Любит Николай Алексеевич свою вторую жену, любит нежно, и дети от нее милы ему. Но порою, в последнее время все чаще, Иринушка ему вспомнится, – и тогда эта, вторая, чужою кажется ему и далекою. И тогда вдруг все, что вокруг, становится для Николая Алексеевича чужим и ненужным. И только одного хочет сердце-хочет невозможного, хочет вернуть невозвратное. Иринушка, Иринушка, где ты?
Вот, кажется, подходит она тихо к его ложу, – и в глазах ее кроткий упрек, в глазах Иринушкиных, синих, как ночное небо. Покачивает головою, сказать что-то хочет, и не может.
VIII
Вот и вернулись. Из церкви. В передней голоса и шум, – веселые голоса, легкий шум. За дверью быстрые шаги, легкий стук, милый голос второй жены:
– Коля, ты спишь? Мы уж вернулись. К тебе можно? Николай Алексеевич тихо отвечает:
– Войди.
А встать ему не хочется, и не хочется видеть людей, и пасмурное лицо повернуто к спинке дивана.
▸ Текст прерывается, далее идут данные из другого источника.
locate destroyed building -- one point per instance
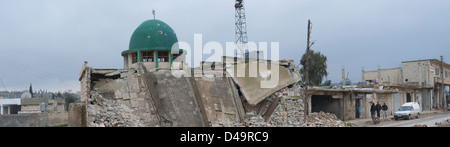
(150, 91)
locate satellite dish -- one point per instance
(25, 95)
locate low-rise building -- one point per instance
(416, 81)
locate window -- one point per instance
(175, 56)
(163, 56)
(147, 56)
(133, 58)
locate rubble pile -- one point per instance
(289, 64)
(445, 123)
(289, 113)
(104, 113)
(419, 125)
(323, 119)
(255, 121)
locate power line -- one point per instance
(3, 84)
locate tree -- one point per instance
(317, 67)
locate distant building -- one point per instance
(31, 105)
(9, 106)
(416, 81)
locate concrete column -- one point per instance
(156, 59)
(171, 59)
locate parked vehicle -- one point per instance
(408, 110)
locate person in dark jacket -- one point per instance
(372, 109)
(378, 108)
(384, 108)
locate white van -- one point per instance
(408, 110)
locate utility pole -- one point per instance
(241, 29)
(308, 45)
(442, 84)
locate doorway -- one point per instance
(327, 104)
(358, 112)
(408, 97)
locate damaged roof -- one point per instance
(256, 89)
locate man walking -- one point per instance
(378, 108)
(384, 108)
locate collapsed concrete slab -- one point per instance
(258, 80)
(148, 97)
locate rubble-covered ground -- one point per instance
(445, 123)
(322, 119)
(290, 113)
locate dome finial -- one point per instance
(154, 14)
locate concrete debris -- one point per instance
(290, 113)
(323, 119)
(289, 64)
(419, 125)
(445, 123)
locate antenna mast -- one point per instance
(241, 29)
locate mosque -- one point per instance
(151, 44)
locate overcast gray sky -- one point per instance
(45, 42)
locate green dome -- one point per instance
(152, 35)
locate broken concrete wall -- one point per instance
(77, 116)
(220, 99)
(253, 87)
(121, 102)
(179, 99)
(85, 81)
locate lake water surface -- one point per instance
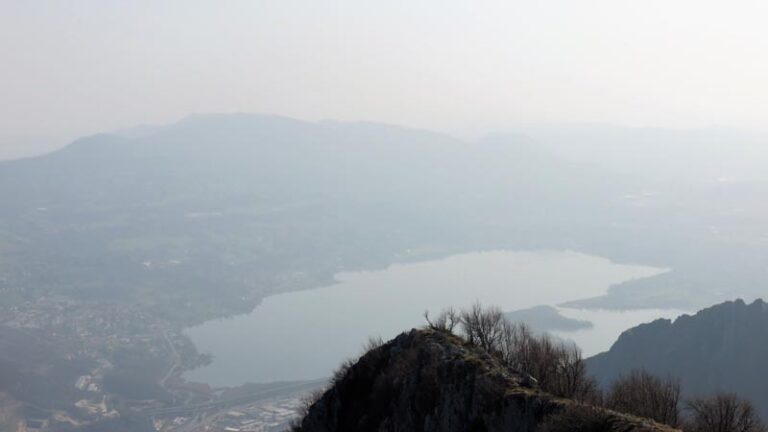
(306, 334)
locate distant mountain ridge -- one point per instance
(721, 348)
(432, 381)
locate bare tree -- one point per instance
(723, 412)
(646, 395)
(446, 321)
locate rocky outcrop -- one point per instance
(721, 348)
(432, 381)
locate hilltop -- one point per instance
(426, 380)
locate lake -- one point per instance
(306, 334)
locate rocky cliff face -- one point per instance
(432, 381)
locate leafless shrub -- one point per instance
(646, 395)
(305, 403)
(557, 366)
(446, 321)
(372, 343)
(341, 371)
(724, 412)
(483, 326)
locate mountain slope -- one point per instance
(256, 204)
(722, 348)
(431, 381)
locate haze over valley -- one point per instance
(237, 216)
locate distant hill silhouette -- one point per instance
(722, 348)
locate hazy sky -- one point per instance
(76, 67)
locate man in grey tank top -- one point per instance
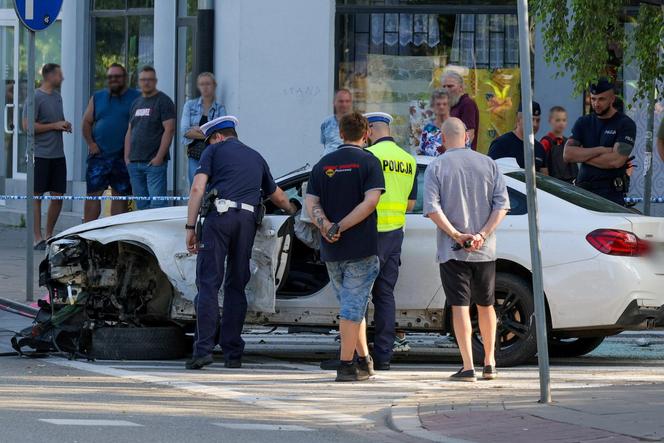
(50, 164)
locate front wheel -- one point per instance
(573, 347)
(516, 341)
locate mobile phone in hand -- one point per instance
(334, 230)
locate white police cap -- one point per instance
(376, 117)
(217, 124)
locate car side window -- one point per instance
(518, 202)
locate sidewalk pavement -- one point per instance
(590, 405)
(13, 265)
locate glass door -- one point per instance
(8, 99)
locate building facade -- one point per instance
(278, 64)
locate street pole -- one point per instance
(531, 188)
(650, 131)
(30, 154)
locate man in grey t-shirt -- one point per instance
(148, 139)
(466, 197)
(50, 164)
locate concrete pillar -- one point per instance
(165, 25)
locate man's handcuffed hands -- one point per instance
(192, 241)
(325, 229)
(477, 241)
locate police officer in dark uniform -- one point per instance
(602, 142)
(241, 177)
(510, 144)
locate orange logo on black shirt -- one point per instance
(330, 171)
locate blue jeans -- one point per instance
(148, 181)
(192, 166)
(352, 280)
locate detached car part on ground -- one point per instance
(134, 283)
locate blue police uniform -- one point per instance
(241, 176)
(590, 131)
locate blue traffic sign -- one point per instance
(37, 14)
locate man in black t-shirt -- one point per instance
(344, 189)
(510, 145)
(602, 142)
(148, 138)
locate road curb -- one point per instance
(406, 419)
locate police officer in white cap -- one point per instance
(241, 178)
(399, 170)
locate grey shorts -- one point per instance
(352, 281)
(469, 282)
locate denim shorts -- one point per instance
(352, 280)
(103, 172)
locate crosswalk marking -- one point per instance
(264, 401)
(81, 422)
(263, 427)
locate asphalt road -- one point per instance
(279, 394)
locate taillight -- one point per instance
(616, 242)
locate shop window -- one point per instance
(391, 56)
(123, 32)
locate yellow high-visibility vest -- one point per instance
(399, 169)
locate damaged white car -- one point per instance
(128, 282)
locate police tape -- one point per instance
(185, 198)
(97, 197)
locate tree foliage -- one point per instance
(577, 36)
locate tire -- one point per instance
(573, 347)
(146, 343)
(517, 343)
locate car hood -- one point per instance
(128, 218)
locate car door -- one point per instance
(266, 258)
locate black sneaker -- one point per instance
(365, 365)
(199, 362)
(350, 372)
(330, 365)
(462, 375)
(382, 365)
(489, 372)
(234, 364)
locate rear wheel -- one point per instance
(516, 341)
(573, 347)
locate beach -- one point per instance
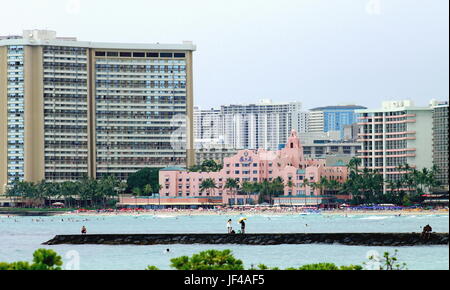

Шелест нарядного платья слышится, и приближаются легкие по сукну шаги и тихий голос, говорящий веселое что-то.
Присела на диван к Николаю Алексеевичу, к его груди приникла, – веселая, радостная, все еще такая молодая, милая, – вторая жена, не Иринушка.
Иринушка, милая Иринушка, где же ты?
Милая Иринушка, помнишь, не забудешь?
Где же ты? Душа моя тебя жаждет!
Тихие слышны слова, ответом на страстные зовы:
– Христос воскрес.
И так же тихо ответил Николай Алексеевич:
– Воистину воскрес.
Он повернулся, протянул руки, обнял милую, целует. И близко, близко в его глаза глядят глаза иные, милые глаза.
Кто же это? Неужели чужая?
Иринушка, это ты?
Тихо отвечает она, прильнувшая к его груди, отдавшаяся его объятиям:
– Это – я. Разве ты не узнал меня, приходящую тайно в полуночи? Ты зовешь меня второю женою, ты любишь меня, не зная, кто я, ты называешь меня, как называли меня дома, бедным, чужим именем, Наташею. Но узнай, узнай в эту святую ночь, что я – я, что я – твоя, что я – та, которую ты не забыл, которую ты зовешь, Ирина твоя, вечная твоя спутница, вечно с тобою. Похоронил ты бедное тело маленькой твоей Иринушки, но любовь ее сильнее смерти, и душа ее жаждет счастия, и жизни хочет, и расторгает оковы тления, и во мне живет. Узнай меня, целуй меня, люби меня.
Радостно обнял Николай Алексеевич свою вторую жену, и смотрел в ее глаза, и узнавал в них Иринушкин привет, – и лобзал ее губы, и узнавал в них ласку, негу и зной Иринушкиных уст, жаждущих счастия, жизни и любви.
Николай Алексеевич повторял, плача от счастия, сладчайшего всех земных утех:
– Милая, ты помнишь? Ты не забудешь, милая? А она ему отвечала:
– Коля, милый, у тебя совсем расстроены нервы. Я же тебе говорила, что не надо так много работать. Прими брому.